Soph and I looked at each other. Their speech patterns were forced and pressured like they were fighting something in themselves. The girls looked terrified as it seemed like their hands were moving on their own accord. It was like they had no say in what their hands were doing or what they were saying.

"Long live our lord and savior," the girls said together. "Down with the heretic and all who associate with her."

Soph started to cross herself as she was Catholic. I did too just to be safe as this was getting even more creepy. There was something demonic at work here. Everyone in the room stopped eating at this point and gawked at the scene in front of us. Some even stopped eating mid-bite or with food in their gaping mouths.

"Down with the House of MacArthur," the girls chanted rhythmically over and over again before they slit their throats in the middle of the busy dinner. I flinched at the sight. Their blood sprayed on the nearby table. They fell backward in their heels and flopped to the ground like frozen statues.

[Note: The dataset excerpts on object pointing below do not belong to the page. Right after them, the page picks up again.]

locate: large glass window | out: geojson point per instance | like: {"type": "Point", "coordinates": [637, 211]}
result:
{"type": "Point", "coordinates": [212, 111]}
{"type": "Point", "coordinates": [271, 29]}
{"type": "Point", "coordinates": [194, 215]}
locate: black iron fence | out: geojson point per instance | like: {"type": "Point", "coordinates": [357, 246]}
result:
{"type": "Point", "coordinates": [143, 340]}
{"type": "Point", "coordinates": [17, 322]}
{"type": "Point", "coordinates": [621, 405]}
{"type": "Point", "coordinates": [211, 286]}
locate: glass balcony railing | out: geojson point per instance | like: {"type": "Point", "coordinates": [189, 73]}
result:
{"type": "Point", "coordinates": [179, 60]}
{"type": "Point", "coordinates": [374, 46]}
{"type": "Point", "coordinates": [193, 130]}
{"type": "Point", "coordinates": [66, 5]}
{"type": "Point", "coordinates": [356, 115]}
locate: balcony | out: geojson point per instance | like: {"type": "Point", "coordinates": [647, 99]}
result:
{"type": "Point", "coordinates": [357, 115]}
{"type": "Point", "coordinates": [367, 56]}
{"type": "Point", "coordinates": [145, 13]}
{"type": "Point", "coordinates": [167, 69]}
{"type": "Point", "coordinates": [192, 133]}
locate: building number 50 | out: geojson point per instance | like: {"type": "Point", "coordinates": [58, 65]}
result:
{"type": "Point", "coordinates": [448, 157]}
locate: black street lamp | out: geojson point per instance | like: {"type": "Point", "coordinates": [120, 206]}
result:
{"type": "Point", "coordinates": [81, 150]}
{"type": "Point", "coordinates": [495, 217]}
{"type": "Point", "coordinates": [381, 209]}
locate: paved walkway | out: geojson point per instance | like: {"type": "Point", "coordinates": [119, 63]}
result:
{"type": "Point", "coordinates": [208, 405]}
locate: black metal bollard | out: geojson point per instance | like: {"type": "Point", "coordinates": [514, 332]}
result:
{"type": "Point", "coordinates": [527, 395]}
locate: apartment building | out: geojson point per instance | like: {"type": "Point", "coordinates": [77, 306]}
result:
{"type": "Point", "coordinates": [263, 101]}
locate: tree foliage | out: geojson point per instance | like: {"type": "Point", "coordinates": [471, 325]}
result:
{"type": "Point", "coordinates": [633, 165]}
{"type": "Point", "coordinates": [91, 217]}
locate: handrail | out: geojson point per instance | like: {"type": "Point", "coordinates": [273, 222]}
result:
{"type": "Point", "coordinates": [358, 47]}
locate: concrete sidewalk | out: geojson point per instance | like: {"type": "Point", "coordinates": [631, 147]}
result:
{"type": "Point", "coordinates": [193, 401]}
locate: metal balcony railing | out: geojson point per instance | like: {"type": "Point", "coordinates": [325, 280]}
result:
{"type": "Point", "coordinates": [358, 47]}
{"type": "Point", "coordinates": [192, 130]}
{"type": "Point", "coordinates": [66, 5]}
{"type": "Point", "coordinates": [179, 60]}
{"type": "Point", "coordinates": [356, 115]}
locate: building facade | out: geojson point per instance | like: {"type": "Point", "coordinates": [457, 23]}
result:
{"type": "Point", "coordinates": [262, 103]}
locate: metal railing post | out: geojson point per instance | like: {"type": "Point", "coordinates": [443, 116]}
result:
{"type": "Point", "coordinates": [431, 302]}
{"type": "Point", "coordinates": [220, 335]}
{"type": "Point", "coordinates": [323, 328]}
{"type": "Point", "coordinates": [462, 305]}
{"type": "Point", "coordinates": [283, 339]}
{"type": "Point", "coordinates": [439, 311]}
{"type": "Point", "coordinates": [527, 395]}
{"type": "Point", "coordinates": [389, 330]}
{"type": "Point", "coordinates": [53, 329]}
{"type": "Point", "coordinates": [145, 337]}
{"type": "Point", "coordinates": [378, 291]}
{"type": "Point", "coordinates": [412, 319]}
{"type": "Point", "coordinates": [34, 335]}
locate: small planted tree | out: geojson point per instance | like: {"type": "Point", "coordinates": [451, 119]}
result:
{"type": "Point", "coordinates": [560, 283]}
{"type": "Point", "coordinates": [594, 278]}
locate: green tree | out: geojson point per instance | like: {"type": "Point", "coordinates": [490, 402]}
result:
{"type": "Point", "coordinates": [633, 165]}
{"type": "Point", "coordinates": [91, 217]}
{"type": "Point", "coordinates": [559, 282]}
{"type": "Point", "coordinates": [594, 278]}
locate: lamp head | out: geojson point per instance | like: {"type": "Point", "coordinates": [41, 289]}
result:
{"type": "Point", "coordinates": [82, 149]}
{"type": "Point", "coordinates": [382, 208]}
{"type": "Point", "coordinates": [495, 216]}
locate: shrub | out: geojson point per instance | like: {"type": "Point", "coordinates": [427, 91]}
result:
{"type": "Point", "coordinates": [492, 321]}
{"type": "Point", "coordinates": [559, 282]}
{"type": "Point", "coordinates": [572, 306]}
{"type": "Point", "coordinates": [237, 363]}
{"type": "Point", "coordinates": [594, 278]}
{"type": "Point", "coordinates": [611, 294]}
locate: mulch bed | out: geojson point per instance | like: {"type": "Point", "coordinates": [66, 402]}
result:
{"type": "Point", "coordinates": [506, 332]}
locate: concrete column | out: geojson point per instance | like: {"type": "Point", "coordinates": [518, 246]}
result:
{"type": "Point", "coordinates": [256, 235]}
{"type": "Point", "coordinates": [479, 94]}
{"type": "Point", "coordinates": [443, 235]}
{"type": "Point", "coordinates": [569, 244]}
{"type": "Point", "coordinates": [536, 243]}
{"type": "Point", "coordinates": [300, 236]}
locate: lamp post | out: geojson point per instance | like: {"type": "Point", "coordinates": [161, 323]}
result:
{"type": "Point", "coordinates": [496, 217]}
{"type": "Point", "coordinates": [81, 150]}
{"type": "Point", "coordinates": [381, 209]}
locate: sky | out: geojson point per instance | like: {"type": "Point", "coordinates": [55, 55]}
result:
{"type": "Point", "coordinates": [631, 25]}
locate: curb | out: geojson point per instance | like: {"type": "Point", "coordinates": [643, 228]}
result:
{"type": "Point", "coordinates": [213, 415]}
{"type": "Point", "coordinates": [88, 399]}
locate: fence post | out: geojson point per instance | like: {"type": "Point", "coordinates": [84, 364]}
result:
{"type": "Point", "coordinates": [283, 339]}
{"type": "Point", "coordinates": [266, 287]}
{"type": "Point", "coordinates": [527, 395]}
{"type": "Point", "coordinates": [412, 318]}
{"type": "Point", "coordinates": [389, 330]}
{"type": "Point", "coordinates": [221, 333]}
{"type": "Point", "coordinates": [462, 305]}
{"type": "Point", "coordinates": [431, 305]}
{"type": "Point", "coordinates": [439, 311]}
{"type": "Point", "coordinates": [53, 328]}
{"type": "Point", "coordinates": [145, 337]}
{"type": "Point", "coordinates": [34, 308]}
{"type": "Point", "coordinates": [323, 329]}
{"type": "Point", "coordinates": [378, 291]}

They were laughing with the same grin I saw Harlow have when he was standing at the corner, even though they were dead.  It reminded me of the Joker Toxin from the Batman mythos. Their bodies started swelling like human balloons. They looked like they were wearing inflatable fat suits, except that was their skin. I flipped the table so we could hide behind it to shield us from what their bodies were about to do.

"Get down," I commanded Soph. We both ducked behind the table.

The girl's bodies popped like balloons filled with blood and bile. Everyone in the diner and every single surface was coated with their blood and guts except us due to my quick thinking.  For a split second silence hung in the air. No one in the diner moved. Then a chorus of screams rang out. Thank God I had earplugs in or I would have been overstimulated.

I looked over the flipped table to see the patrons running for their lives in a stampede like it was Black Friday. Some fell as they slipped on the blood like a waterslide.  It caused others to fall on top of them, causing some minor pile-ups. They all cleared out. We were now alone in the diner. I didn't know where the cooks ran off to, but it was suddenly quiet. It was almost too quiet.